Image Classification using MNIST¶

Author: Tianxiang (Adam) Gao
Course: CSC 383/483: Applied Deep Learning
Description: In this assignment, you will build a simple image classifier for the MNIST handwritten digit dataset using the Keras deep learning library. The MNIST dataset consists of 70,000 grayscale images of handwritten digits (0–9), each of size 28×28 pixels.

Setup¶

We will first import some useful libraries:

  • numpy for numerical operations (e.g., arrays, random sampling).
  • keras for loading the MNIST dataset and building deep learning models.
  • keras.layers provides the building blocks (dense layers, convolutional layers, activation functions, etc.) to design neural networks.
  • matplotlib for visualizing images and plotting graphs.
In [1]:
import numpy as np
import keras
from keras import layers
import matplotlib.pyplot as plt

Prepare the data [10/10]¶

  1. Use keras.datasets.mnist.load_data() to load training and testing data. Name them x_train, y_train, x_test, y_test. Print the shape of both x_train and x_test to confirm the number of samples and image dimensions.
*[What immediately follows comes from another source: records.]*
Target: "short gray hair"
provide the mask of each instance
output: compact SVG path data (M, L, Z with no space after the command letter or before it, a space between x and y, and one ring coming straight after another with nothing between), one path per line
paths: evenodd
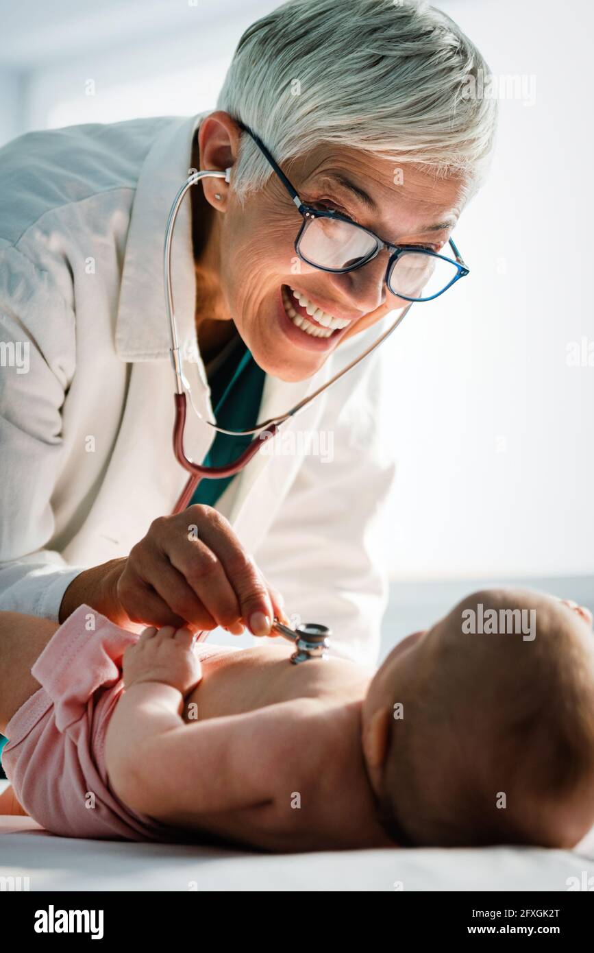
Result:
M288 0L243 34L216 108L256 132L277 162L322 144L361 149L476 191L496 101L469 94L490 75L460 28L421 0ZM242 136L233 188L244 202L271 169Z

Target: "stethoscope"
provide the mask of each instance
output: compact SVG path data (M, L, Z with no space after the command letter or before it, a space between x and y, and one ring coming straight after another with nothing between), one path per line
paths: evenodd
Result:
M171 360L171 366L173 368L173 375L175 376L175 422L173 424L173 452L175 454L175 458L178 463L188 471L189 477L186 486L184 487L182 494L177 500L173 510L172 515L181 513L185 510L189 500L191 499L193 494L195 493L196 487L198 486L201 479L210 478L216 479L223 476L233 476L235 474L239 473L244 467L249 462L252 456L255 456L260 447L266 440L272 439L278 433L279 427L286 420L290 417L295 416L300 414L307 404L317 397L320 394L330 387L337 380L339 380L348 371L356 367L360 361L366 357L367 355L375 351L379 345L386 340L386 337L396 330L398 325L404 319L405 315L410 310L413 302L410 302L404 311L398 315L394 323L385 331L383 335L378 337L370 347L363 352L355 360L347 364L346 367L339 371L330 380L328 380L322 387L319 387L317 391L313 394L308 395L300 400L299 403L295 404L287 414L283 414L280 416L271 417L269 420L265 420L263 423L256 424L250 430L225 430L223 427L218 427L215 423L211 423L210 420L205 420L200 412L195 407L192 397L189 383L184 375L184 369L182 365L182 356L179 350L179 341L177 335L177 326L175 323L175 314L173 309L173 293L171 290L171 242L173 238L173 229L175 227L175 219L177 218L177 213L179 212L182 200L186 195L186 193L193 186L200 182L203 178L223 178L226 182L230 182L230 169L227 169L226 172L217 171L206 171L206 172L195 172L184 182L179 192L177 193L175 198L173 199L173 204L169 211L168 217L167 227L165 230L165 244L164 244L164 254L163 254L163 266L164 266L164 278L165 278L165 303L167 307L167 314L169 325L169 337L170 337L170 348L169 356ZM198 463L194 463L190 460L188 456L186 456L184 450L184 431L186 429L186 414L187 414L187 398L186 392L188 392L188 396L189 397L189 402L196 416L200 419L212 427L219 434L228 434L230 436L241 436L247 434L257 434L258 436L254 440L251 441L248 447L244 450L244 452L233 460L231 463L228 463L223 467L205 467ZM301 661L307 661L308 659L320 659L325 658L327 654L328 649L328 639L330 636L330 630L325 625L321 625L315 622L307 622L298 625L296 629L291 629L287 625L284 625L280 622L276 617L274 618L272 623L273 630L285 639L288 639L293 641L296 646L296 651L293 656L291 656L291 661L297 664ZM202 633L202 638L206 639L209 633ZM198 637L197 640L202 640Z

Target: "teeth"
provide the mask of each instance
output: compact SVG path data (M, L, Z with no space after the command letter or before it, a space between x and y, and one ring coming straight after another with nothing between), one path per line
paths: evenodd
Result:
M305 331L306 334L311 335L312 337L329 337L332 334L332 328L326 330L325 328L318 328L317 326L311 324L306 317L298 314L292 304L290 303L288 297L283 290L283 304L285 305L285 311L290 317L293 324L296 324L298 328Z
M303 292L296 292L294 288L291 288L291 293L293 297L299 301L302 308L305 308L310 317L315 318L320 324L323 324L325 328L330 328L334 331L336 328L346 328L350 321L345 321L341 317L332 317L331 314L327 314L327 312L322 311L318 308L309 298L306 297Z

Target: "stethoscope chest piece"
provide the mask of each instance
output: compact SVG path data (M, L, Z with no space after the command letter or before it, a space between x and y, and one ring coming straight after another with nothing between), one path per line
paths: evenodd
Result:
M321 625L319 622L303 622L296 629L291 629L288 625L279 622L275 616L272 628L279 636L294 643L296 651L290 657L294 665L308 661L309 659L327 657L332 633L327 625Z

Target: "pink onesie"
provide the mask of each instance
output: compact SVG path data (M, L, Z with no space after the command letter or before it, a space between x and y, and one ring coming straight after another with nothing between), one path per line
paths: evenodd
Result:
M180 840L179 831L118 801L108 781L106 732L124 691L122 656L137 639L89 606L79 606L31 668L41 688L6 727L2 762L15 797L53 834ZM237 650L198 643L195 651L206 659Z

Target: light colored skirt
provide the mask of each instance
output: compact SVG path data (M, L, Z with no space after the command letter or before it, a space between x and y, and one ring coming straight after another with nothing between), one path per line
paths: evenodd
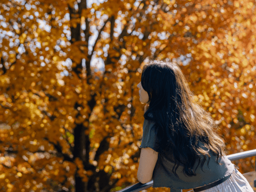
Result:
M253 189L247 180L235 168L228 180L218 185L200 192L253 192Z

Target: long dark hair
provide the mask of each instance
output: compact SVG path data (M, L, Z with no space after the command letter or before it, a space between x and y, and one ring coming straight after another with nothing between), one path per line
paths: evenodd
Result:
M226 151L225 142L216 132L218 127L210 113L194 101L179 66L171 62L150 60L143 67L141 83L148 92L147 103L150 103L144 118L155 123L158 158L160 155L161 158L164 156L175 162L173 173L179 178L176 170L181 164L185 175L196 175L200 156L203 155L202 170L206 155L210 157L210 150L217 156L217 163L222 165L218 158L225 155ZM199 147L199 141L206 150ZM168 157L171 151L174 157L172 159ZM197 159L199 163L193 170ZM208 167L209 161L210 158Z

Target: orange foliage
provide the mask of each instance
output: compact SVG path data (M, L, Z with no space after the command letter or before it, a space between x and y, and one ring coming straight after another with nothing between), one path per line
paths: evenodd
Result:
M0 190L138 182L149 56L181 66L228 154L255 149L253 1L88 2L0 3Z

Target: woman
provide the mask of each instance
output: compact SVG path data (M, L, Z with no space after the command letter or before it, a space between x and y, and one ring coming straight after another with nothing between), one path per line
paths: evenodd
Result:
M253 192L227 158L218 126L193 101L176 63L150 61L137 87L140 102L146 103L139 181L153 179L153 187L169 187L171 191Z

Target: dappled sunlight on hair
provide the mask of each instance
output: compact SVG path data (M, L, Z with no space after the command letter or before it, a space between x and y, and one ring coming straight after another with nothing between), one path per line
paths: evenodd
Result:
M171 62L150 60L143 67L141 82L149 94L148 103L150 103L144 118L155 123L160 157L174 161L174 174L178 177L176 170L182 165L185 175L195 175L200 156L203 155L202 169L206 156L210 157L210 150L221 165L218 158L226 152L225 142L217 133L218 127L193 99L194 94L179 66ZM199 146L199 141L206 150ZM170 153L172 159L168 157ZM197 159L198 165L193 170Z

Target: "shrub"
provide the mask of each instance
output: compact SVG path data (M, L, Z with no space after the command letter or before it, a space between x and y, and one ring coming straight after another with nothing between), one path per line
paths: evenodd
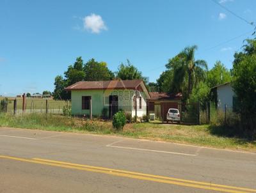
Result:
M62 109L62 112L64 116L71 116L71 107L65 105Z
M131 123L132 121L132 114L130 112L125 112L125 115L127 122Z
M147 114L143 114L142 116L142 121L143 122L147 122L148 121L148 116Z
M126 118L123 111L118 111L113 117L113 127L117 130L122 130L126 123Z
  2. Convert pixel values from integers in the range 0–255 to floating-point numbers between 0 and 1 (normalize). Use np.expand_dims(data, -1) to reshape the arrays so that each image has an explicit channel dimension (since MNIST images are grayscale).

  3. Print the first 10 labels from y_train to see their raw integer values (0–9). Convert both y_train and y_test into one-hot encoded vectors using keras.utils.to_categorical. Print the first 10 labels again to observe the difference between integer labels and one-hot encoded labels.

In [2]:
num_classes = 10
# input_shape = (28, 28, 1) # 1 channel (grayscale)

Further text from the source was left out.